Juga firman Allah Subhanahu wa Ta'ala
وَإِذْأَوْحَيْتُ إِلَى الْحَوَارِيِّينَ أَنْ ءَامِنُوا بِي وَبِرَسُولِي قَالُوا ءَامَنَّا وَاشْهَدْ بِأَنَّنَا مُسْلِمُونَ
Dan (ingatlah), ketika Aku (wahyukan) ilhamkan kepada pengikut Isa yang
setia,"Berimanlah kamu kepadaKu dan kepada RasulKu." Mereka
menjawab,"Kami telah beriman dan saksikanlah (wahai Rasul), bahwa
sesungguhnya kami adalah orang-orang yang patuh (kepada seruanmu)." [Al
Maidah:111].
Juga Alla Subhanahu wa Ta'ala l berfirman,
وَأَوْحَى رَبُّكِ إِلَى النَّحْلِ أَنِ اتَّخِذِي مِنَ الْجِبَالِ بُيُوتًا وَمِنَ الشَّجَرِ وَمِمَّا يَعْرِشُونَ
Dan Rabbmu mewahyukan kepada lebah,"Buatlah sarang-sarang di
bukit-bukit, di pohon-pohon kayu, dan di tempat-tempat yang dibikin
manusia." [An Nahl:68]
.
Tidak mesti ibunya Musa, Hawariyun apalagi lebah dengan mendapatkan
wahyu dari Allah l akan menjadi seorang nabi.
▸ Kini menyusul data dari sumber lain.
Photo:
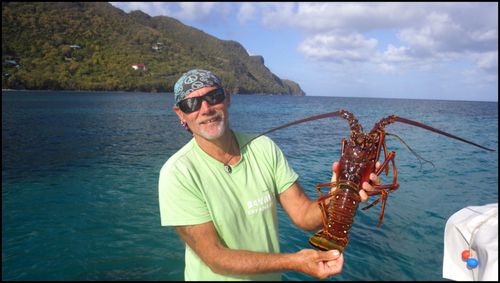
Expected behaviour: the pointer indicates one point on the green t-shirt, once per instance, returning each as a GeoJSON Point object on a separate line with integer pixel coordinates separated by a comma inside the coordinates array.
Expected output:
{"type": "Point", "coordinates": [194, 189]}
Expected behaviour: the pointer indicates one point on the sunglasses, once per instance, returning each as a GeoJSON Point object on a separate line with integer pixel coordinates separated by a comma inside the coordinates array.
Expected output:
{"type": "Point", "coordinates": [192, 104]}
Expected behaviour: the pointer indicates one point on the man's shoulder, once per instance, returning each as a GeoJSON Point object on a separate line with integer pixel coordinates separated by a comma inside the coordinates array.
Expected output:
{"type": "Point", "coordinates": [246, 138]}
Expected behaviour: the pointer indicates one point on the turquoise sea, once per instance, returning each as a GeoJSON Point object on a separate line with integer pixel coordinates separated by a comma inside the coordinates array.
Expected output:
{"type": "Point", "coordinates": [80, 173]}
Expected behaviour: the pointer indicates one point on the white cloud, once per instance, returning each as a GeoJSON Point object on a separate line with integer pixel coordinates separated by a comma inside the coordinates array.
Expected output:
{"type": "Point", "coordinates": [340, 48]}
{"type": "Point", "coordinates": [246, 12]}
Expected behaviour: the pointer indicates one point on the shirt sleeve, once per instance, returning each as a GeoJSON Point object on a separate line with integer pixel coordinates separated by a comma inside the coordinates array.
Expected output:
{"type": "Point", "coordinates": [181, 203]}
{"type": "Point", "coordinates": [285, 176]}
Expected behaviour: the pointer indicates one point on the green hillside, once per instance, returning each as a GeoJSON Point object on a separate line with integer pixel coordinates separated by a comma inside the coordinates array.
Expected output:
{"type": "Point", "coordinates": [92, 46]}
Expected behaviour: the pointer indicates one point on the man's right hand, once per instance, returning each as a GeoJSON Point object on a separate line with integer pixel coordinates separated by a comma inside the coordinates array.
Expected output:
{"type": "Point", "coordinates": [320, 264]}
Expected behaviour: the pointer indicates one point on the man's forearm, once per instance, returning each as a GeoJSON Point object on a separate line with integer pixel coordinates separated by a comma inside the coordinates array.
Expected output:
{"type": "Point", "coordinates": [227, 261]}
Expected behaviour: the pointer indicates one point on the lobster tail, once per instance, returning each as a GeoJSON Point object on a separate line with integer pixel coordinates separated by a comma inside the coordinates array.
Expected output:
{"type": "Point", "coordinates": [429, 128]}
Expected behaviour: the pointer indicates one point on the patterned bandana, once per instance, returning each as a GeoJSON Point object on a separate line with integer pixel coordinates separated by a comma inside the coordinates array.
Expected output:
{"type": "Point", "coordinates": [193, 80]}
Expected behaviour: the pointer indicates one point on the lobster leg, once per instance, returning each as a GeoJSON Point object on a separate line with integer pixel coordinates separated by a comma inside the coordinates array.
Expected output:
{"type": "Point", "coordinates": [321, 201]}
{"type": "Point", "coordinates": [384, 190]}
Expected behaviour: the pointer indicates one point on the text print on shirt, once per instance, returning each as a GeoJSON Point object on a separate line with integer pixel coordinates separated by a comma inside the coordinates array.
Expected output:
{"type": "Point", "coordinates": [259, 204]}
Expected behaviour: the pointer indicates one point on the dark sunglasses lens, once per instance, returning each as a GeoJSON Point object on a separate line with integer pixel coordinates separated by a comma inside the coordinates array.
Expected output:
{"type": "Point", "coordinates": [214, 97]}
{"type": "Point", "coordinates": [190, 105]}
{"type": "Point", "coordinates": [194, 103]}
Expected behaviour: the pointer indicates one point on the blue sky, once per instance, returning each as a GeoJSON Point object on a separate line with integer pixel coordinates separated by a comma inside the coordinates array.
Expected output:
{"type": "Point", "coordinates": [397, 50]}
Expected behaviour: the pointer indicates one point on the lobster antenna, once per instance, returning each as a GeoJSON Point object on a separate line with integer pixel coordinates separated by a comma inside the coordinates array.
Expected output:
{"type": "Point", "coordinates": [419, 157]}
{"type": "Point", "coordinates": [417, 124]}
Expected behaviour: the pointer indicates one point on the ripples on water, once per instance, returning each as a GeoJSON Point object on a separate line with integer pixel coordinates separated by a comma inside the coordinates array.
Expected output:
{"type": "Point", "coordinates": [80, 173]}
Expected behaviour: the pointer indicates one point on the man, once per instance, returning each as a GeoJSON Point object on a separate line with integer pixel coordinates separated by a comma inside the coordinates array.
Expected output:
{"type": "Point", "coordinates": [221, 193]}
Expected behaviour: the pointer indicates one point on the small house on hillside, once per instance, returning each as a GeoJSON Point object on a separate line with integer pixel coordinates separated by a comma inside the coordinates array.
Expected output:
{"type": "Point", "coordinates": [139, 67]}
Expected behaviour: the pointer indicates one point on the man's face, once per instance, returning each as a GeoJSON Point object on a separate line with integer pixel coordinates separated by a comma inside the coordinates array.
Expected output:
{"type": "Point", "coordinates": [210, 121]}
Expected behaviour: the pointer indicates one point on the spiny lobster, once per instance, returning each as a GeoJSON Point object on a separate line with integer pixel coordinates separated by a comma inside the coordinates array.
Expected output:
{"type": "Point", "coordinates": [359, 155]}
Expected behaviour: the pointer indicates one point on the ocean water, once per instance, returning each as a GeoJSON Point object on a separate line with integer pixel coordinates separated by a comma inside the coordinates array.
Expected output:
{"type": "Point", "coordinates": [80, 173]}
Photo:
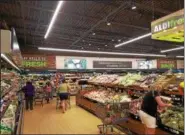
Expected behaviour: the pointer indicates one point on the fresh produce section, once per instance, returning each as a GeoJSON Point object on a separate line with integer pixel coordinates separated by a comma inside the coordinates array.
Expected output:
{"type": "Point", "coordinates": [111, 88]}
{"type": "Point", "coordinates": [173, 118]}
{"type": "Point", "coordinates": [104, 96]}
{"type": "Point", "coordinates": [10, 102]}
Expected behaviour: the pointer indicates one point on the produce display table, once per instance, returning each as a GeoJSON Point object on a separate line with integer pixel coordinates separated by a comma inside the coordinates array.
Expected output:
{"type": "Point", "coordinates": [135, 126]}
{"type": "Point", "coordinates": [138, 128]}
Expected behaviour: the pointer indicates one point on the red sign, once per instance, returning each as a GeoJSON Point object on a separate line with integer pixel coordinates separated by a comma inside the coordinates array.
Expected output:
{"type": "Point", "coordinates": [39, 61]}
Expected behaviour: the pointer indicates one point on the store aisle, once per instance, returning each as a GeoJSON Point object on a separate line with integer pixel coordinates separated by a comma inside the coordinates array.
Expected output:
{"type": "Point", "coordinates": [48, 120]}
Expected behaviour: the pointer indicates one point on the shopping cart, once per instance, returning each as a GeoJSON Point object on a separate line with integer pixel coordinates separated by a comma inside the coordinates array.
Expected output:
{"type": "Point", "coordinates": [39, 96]}
{"type": "Point", "coordinates": [58, 101]}
{"type": "Point", "coordinates": [112, 114]}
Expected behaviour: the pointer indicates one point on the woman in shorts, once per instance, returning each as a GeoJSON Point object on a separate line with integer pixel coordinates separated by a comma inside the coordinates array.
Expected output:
{"type": "Point", "coordinates": [63, 91]}
{"type": "Point", "coordinates": [148, 111]}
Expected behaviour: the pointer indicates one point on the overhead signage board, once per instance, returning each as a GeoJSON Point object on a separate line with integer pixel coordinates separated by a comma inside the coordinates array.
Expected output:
{"type": "Point", "coordinates": [75, 63]}
{"type": "Point", "coordinates": [167, 63]}
{"type": "Point", "coordinates": [39, 62]}
{"type": "Point", "coordinates": [112, 64]}
{"type": "Point", "coordinates": [169, 28]}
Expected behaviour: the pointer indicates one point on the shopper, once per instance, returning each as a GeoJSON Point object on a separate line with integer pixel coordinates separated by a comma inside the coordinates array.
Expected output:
{"type": "Point", "coordinates": [148, 111]}
{"type": "Point", "coordinates": [63, 91]}
{"type": "Point", "coordinates": [29, 91]}
{"type": "Point", "coordinates": [48, 91]}
{"type": "Point", "coordinates": [53, 88]}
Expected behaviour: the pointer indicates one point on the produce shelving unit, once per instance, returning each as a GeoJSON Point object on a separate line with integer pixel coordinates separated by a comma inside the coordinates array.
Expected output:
{"type": "Point", "coordinates": [134, 123]}
{"type": "Point", "coordinates": [7, 100]}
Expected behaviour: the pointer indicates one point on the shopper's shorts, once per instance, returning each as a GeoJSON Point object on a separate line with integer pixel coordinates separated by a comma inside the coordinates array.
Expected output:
{"type": "Point", "coordinates": [147, 119]}
{"type": "Point", "coordinates": [63, 96]}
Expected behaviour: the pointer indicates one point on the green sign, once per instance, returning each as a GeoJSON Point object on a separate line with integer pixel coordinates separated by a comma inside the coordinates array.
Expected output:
{"type": "Point", "coordinates": [169, 28]}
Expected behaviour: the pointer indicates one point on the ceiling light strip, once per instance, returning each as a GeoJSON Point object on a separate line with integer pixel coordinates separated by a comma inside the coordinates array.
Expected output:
{"type": "Point", "coordinates": [100, 52]}
{"type": "Point", "coordinates": [53, 18]}
{"type": "Point", "coordinates": [133, 40]}
{"type": "Point", "coordinates": [9, 61]}
{"type": "Point", "coordinates": [173, 49]}
{"type": "Point", "coordinates": [179, 56]}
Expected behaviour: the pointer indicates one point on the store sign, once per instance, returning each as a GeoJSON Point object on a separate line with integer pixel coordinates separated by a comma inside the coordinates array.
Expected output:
{"type": "Point", "coordinates": [166, 63]}
{"type": "Point", "coordinates": [75, 63]}
{"type": "Point", "coordinates": [34, 61]}
{"type": "Point", "coordinates": [169, 28]}
{"type": "Point", "coordinates": [112, 64]}
{"type": "Point", "coordinates": [180, 64]}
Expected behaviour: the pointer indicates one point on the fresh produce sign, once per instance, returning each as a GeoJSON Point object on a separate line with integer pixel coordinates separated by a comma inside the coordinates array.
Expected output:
{"type": "Point", "coordinates": [112, 64]}
{"type": "Point", "coordinates": [38, 61]}
{"type": "Point", "coordinates": [166, 63]}
{"type": "Point", "coordinates": [169, 28]}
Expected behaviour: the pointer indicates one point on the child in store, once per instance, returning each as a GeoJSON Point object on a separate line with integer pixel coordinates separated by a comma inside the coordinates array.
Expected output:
{"type": "Point", "coordinates": [48, 91]}
{"type": "Point", "coordinates": [148, 112]}
{"type": "Point", "coordinates": [29, 91]}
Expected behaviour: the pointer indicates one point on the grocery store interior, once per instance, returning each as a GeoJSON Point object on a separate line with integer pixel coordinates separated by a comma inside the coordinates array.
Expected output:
{"type": "Point", "coordinates": [92, 67]}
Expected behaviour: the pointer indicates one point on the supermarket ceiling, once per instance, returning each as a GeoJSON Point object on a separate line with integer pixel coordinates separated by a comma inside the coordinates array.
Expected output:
{"type": "Point", "coordinates": [88, 25]}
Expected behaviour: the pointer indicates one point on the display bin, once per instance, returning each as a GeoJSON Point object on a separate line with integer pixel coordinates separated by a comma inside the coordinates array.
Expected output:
{"type": "Point", "coordinates": [93, 106]}
{"type": "Point", "coordinates": [133, 116]}
{"type": "Point", "coordinates": [78, 99]}
{"type": "Point", "coordinates": [171, 130]}
{"type": "Point", "coordinates": [87, 103]}
{"type": "Point", "coordinates": [167, 128]}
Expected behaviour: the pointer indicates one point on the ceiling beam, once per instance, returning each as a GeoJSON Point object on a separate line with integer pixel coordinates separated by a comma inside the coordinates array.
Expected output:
{"type": "Point", "coordinates": [67, 27]}
{"type": "Point", "coordinates": [122, 6]}
{"type": "Point", "coordinates": [88, 17]}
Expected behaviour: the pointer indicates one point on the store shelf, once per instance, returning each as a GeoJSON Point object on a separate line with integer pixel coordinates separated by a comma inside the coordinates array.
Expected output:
{"type": "Point", "coordinates": [4, 110]}
{"type": "Point", "coordinates": [134, 126]}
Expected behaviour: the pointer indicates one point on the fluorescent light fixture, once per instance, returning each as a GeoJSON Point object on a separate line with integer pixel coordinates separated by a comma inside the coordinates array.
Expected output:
{"type": "Point", "coordinates": [133, 40]}
{"type": "Point", "coordinates": [53, 18]}
{"type": "Point", "coordinates": [15, 46]}
{"type": "Point", "coordinates": [179, 56]}
{"type": "Point", "coordinates": [173, 49]}
{"type": "Point", "coordinates": [133, 7]}
{"type": "Point", "coordinates": [100, 52]}
{"type": "Point", "coordinates": [9, 61]}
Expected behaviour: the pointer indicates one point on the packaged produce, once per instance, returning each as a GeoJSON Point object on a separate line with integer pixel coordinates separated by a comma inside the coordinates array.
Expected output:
{"type": "Point", "coordinates": [135, 106]}
{"type": "Point", "coordinates": [8, 122]}
{"type": "Point", "coordinates": [173, 117]}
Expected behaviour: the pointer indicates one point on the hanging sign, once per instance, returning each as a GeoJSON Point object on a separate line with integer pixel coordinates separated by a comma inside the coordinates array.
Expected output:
{"type": "Point", "coordinates": [169, 28]}
{"type": "Point", "coordinates": [39, 61]}
{"type": "Point", "coordinates": [167, 63]}
{"type": "Point", "coordinates": [74, 63]}
{"type": "Point", "coordinates": [112, 64]}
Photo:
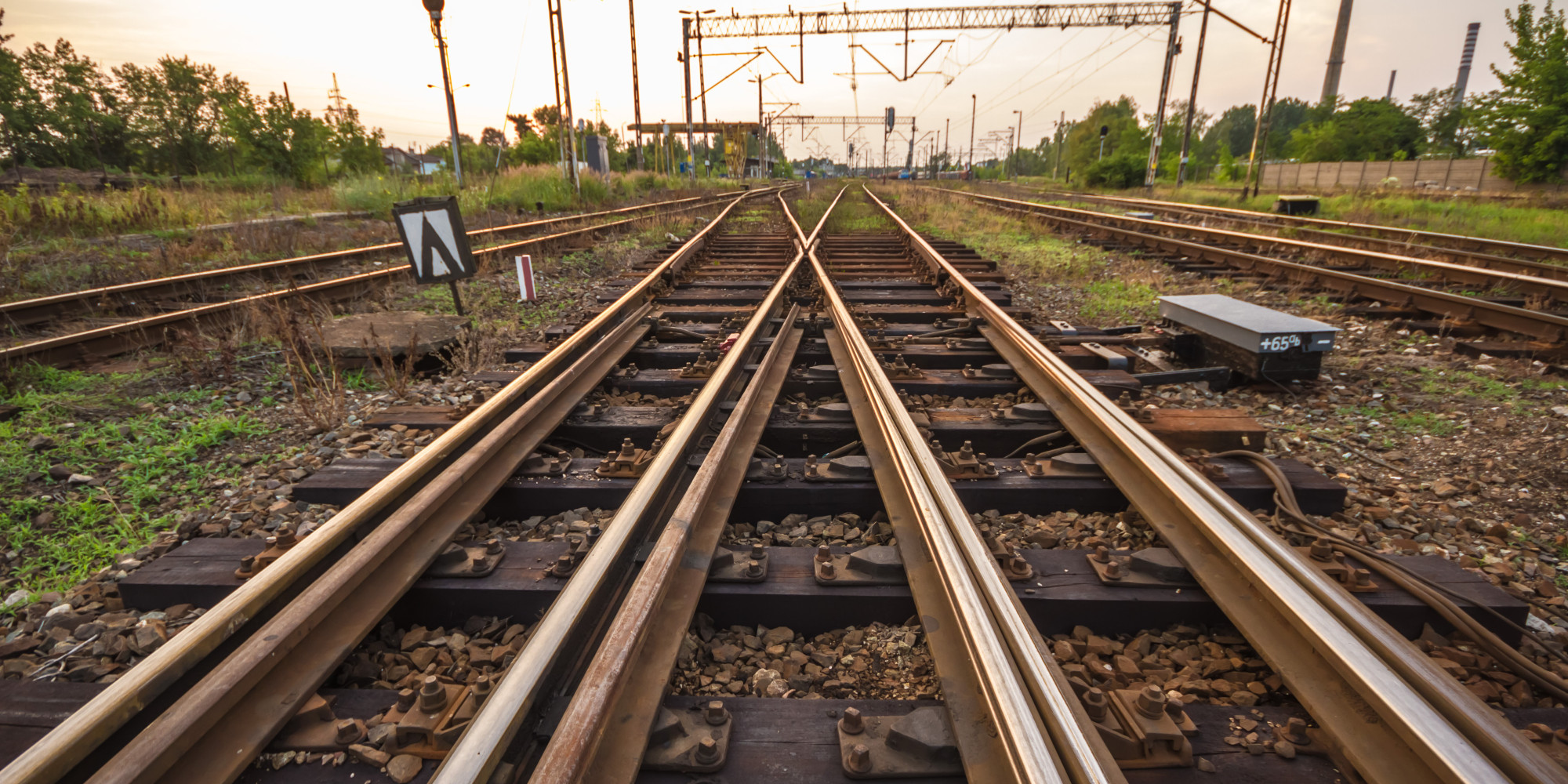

Dalam hal ini, Syaikul
Islam Ibnu Taimiyah berkata,”Dengan demikian wahyu adalah pemberitahuan
yang cepat dan tersembunyi, baik ketika terjaga maupun mimpi. Mimpi para
nabi ialah wahyu, dan mimpi orang mukmin ialah empat puluh enam bagian
dari kenabian, sebagaimana yang tsabit (pasti) dari Rasulullah
Shallallahu 'alaihi wa sallam dalam hadits yang shahih.”
Ubadah bin Shamith berkata,”Mimpi orang mukmin termasuk kalam
(percakapan) yang dilakukan oleh Allah l dengan hambaNya ketika tidur,
begitu juga ketika terjaga, sebagaimana dijelaskan oleh Rasulullah n
pada hadits tentang fadhilah Umar di atas. Wahyu yang dimaksud di sini
adalah ilham. Diberikan Allah l kepada selain nabi, yang bisa terjadi
ketika tidur atau terjaga.” (Majmu’ Fatawa, 12/398).